Published on junio 16th, 2009 | by admin0
May Mac sales better than expected, iPod Worse.
Piper Jaffray’s Gene Munster has worked his magic on the raw market share data released Monday by the NPD Group, and he sees a silver lining in a lot of negative numbers.
The NPD data relevant to Apple’s (AAPL) product lines show:
- Mac units down 3% year-to-year and their average selling price (ASP) flat.
- iPod units down 18% year-to-year and ASP down 7.5%.
From this Munster finds:
- A “positive” for Apple shares in the Mac numbers. He was expecting NPD to report units down 2% to 5% in May, but he expects them to pick up in June following last week’s price cuts. The Street is expecting Mac sales to end the quarter down 8% for the year and Munster was expecting them to be down 4% to 12%. NPD’s new data, and the appeal of the new MacBooks, leads him to think Apple could beat those expectations.
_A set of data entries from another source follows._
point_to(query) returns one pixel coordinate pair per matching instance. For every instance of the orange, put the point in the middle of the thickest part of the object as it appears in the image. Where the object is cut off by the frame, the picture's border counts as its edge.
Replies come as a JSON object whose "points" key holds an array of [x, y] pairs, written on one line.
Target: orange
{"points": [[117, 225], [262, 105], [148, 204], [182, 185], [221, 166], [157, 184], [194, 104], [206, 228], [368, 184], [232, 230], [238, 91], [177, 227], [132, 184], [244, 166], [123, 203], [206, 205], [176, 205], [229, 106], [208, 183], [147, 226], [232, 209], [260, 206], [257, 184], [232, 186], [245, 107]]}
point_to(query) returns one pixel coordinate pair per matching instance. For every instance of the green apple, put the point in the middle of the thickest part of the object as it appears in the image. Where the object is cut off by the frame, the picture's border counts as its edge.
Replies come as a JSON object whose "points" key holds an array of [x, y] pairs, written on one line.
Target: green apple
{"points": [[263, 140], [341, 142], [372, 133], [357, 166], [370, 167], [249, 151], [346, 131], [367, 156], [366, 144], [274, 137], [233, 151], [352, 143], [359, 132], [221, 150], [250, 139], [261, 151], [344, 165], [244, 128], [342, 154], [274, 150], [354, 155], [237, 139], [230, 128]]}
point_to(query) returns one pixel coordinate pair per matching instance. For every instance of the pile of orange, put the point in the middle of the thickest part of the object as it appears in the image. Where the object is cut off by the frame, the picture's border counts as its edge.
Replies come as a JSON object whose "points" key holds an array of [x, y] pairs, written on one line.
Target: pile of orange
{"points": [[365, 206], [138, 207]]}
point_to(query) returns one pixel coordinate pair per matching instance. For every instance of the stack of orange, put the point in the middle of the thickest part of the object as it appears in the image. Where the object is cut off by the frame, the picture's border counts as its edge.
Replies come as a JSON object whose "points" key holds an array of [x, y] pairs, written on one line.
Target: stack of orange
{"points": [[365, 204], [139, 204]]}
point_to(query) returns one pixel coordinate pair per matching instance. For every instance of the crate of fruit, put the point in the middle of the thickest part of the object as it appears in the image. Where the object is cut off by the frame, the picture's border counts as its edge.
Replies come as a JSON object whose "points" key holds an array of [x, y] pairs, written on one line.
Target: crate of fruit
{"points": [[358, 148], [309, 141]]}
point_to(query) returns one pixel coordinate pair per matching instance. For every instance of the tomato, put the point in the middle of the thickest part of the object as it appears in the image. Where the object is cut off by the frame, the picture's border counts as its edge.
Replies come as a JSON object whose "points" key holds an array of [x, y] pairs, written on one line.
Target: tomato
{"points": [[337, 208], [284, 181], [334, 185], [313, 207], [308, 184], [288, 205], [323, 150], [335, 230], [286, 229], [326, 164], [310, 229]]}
- The iPod numbers, Munster writes, are “in-line” with expectations, although he had estimated that they would be down 5% to 10% and in fact they were much worse — down 18% for May. Average selling price was worse too, down 7.5% versus his estimate of 7%. But Munster estimates that by the end of quarter, Apple will have shipped 9.5 million to 10.5 million iPods, in line with the Street’s estimate of about 10 million. Moreover, he is expecting iPod shipments to accelerate in June, tied to the free iPods Apple is giving students who buy the new, lower-priced MacBooks. He also expects ASPs to grow a bit — to 7% — by the end of June thanks to the new, higher-priced iPod shuffles that began shipping in mid-March.
Munster is sticking with his buy rating for Apple with a target price of $180 a share.